Well let me tell you, I am not having a fun time. I love my children, v v much. I am eternally grateful to have finally got my children, but it is over whelming. It is scary. It makes me want to cry. I feel helpless, I feel totally incompetent.
I have no food in my house. I have not eaten a meal in days. I look revolting. I feel revolting. I have a runny tummy, I am still bleeding clotty blood. My boobs look ugly, my tummy still looks huge. I feel drained, I feel empty. All I want to do is have a glass of wine and tune out for a while.
(oh THANK GOD they have both just fallen asleep while I push the stroller with my one foot while typing).
Kate is still constipated and straining. It makes her fretful and she wont sleep. Which means she is up in my arms all the time. My heart breaks for her. I feel like the worst mother in the world because I can’t fix her pain. Poor Adam gets sidelined because I can’t hold more than one baby at once. Again, what a horrible mother am I!
My mother came over this afternoon to help with a feed and I went into the bathroom and cried.
I wanted twins, I am happy I have two babies, I love my babies v v much, but its hard hard work. One baby you can hold all the time. You can't with two or more.
I sit with Adam, trying to get a burp out. I can see it is hurting him and I can’t get it out. My poor son, his mother can’t help him. I rush Kate’s feed because I can hear Adam crying. Instead of getting 100% attention and love, my babies have to share and get away with less. That feels so wrong.
The enormous pressure to make sure they drink enough. I have to force them to feed, I have to make them uncomfortable while feeding so that they don’t fall asleep. I wipe their little faces with a cold cloth. I feel like the feeding nazi. When other people feed them I find myself shouting ‘don’t comfort them! They are going to fall asleep!’ How horrible of me. Force-feeding them. Shoving bottles down their throat. When all I want to do is hug them, cuddle them and hold them. Instead I force feed them and then pray they sleep afterwards. What kind of a mother am I?
I would do any thing to ensure they are happy. And yet sometimes I can’t fix it. Sometimes no matter how much I love them, they still cry. And that breaks my heart.
And yet every one wants me to be happy. I feel like I am letting every one down by my tears. This is what I wanted, why am I feeling so tearful?

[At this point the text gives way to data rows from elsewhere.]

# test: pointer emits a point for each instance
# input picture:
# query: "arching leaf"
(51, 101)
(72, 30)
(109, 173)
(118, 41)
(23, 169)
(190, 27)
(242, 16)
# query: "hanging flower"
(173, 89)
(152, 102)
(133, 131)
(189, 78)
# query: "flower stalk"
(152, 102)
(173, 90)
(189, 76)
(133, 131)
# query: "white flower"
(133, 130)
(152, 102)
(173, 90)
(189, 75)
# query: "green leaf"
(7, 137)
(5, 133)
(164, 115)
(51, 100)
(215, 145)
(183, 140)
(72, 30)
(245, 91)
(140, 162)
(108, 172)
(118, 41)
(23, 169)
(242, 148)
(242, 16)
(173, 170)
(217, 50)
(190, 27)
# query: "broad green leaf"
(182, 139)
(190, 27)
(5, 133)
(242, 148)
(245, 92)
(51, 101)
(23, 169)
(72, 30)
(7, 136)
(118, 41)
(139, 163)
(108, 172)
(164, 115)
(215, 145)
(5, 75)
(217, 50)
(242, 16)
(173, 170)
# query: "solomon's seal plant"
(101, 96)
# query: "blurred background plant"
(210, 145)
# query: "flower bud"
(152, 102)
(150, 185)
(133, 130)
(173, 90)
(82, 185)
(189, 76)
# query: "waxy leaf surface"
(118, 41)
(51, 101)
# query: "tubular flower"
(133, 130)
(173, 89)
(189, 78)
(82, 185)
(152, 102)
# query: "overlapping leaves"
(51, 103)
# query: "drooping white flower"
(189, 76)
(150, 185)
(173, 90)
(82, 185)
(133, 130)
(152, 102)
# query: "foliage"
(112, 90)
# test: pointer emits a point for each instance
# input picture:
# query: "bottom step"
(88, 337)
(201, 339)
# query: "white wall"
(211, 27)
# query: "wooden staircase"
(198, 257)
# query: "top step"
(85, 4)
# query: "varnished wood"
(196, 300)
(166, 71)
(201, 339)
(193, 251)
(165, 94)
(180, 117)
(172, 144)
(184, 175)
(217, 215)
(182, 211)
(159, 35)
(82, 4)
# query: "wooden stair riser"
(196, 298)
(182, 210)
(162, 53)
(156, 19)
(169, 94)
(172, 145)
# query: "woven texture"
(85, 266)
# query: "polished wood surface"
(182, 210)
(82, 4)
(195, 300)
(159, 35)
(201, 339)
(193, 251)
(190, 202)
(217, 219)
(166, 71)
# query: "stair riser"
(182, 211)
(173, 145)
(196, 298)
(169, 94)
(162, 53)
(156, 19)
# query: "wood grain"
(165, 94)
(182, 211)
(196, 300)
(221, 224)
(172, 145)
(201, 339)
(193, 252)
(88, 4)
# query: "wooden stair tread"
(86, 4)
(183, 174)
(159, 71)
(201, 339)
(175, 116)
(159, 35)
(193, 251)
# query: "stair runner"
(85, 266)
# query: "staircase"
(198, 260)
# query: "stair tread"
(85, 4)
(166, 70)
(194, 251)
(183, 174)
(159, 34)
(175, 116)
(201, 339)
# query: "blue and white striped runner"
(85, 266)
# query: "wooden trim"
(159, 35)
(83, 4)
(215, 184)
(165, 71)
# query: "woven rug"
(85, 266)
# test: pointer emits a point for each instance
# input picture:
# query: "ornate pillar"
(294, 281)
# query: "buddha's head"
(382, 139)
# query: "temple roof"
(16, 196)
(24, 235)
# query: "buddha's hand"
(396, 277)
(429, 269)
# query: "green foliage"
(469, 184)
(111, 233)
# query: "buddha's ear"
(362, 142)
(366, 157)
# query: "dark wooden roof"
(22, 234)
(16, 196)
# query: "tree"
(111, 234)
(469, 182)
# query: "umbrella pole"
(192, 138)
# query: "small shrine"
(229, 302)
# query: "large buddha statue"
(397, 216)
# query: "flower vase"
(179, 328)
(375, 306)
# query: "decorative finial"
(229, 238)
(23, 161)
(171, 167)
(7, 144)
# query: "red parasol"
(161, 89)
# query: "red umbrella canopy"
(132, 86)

And after taking over an hour to feed, burp and change the babies, their next feed is an hour away. I still have to wash their bottles, try and find something to eat for myself, prepare the bottle for the night, shower….. They say nap when the babies nap. How do you do that with two?
I love my babies fiercely, completely. How dare I say that I am not having fun? That this way harder than I ever expected? And yet I am not allowed to complain. When I do say how hard it is, people say ‘but this is what you wanted’, or similar. And so I complain less and cry more.
My darling mother has just phoned to say she is a phone call away and that I am doing an excellent job as a mother. That is what I needed to hear.
Sigh. Onwards and forwards and hopefully I wont do too much damage to my children in the process. How can you not be happy when you have this?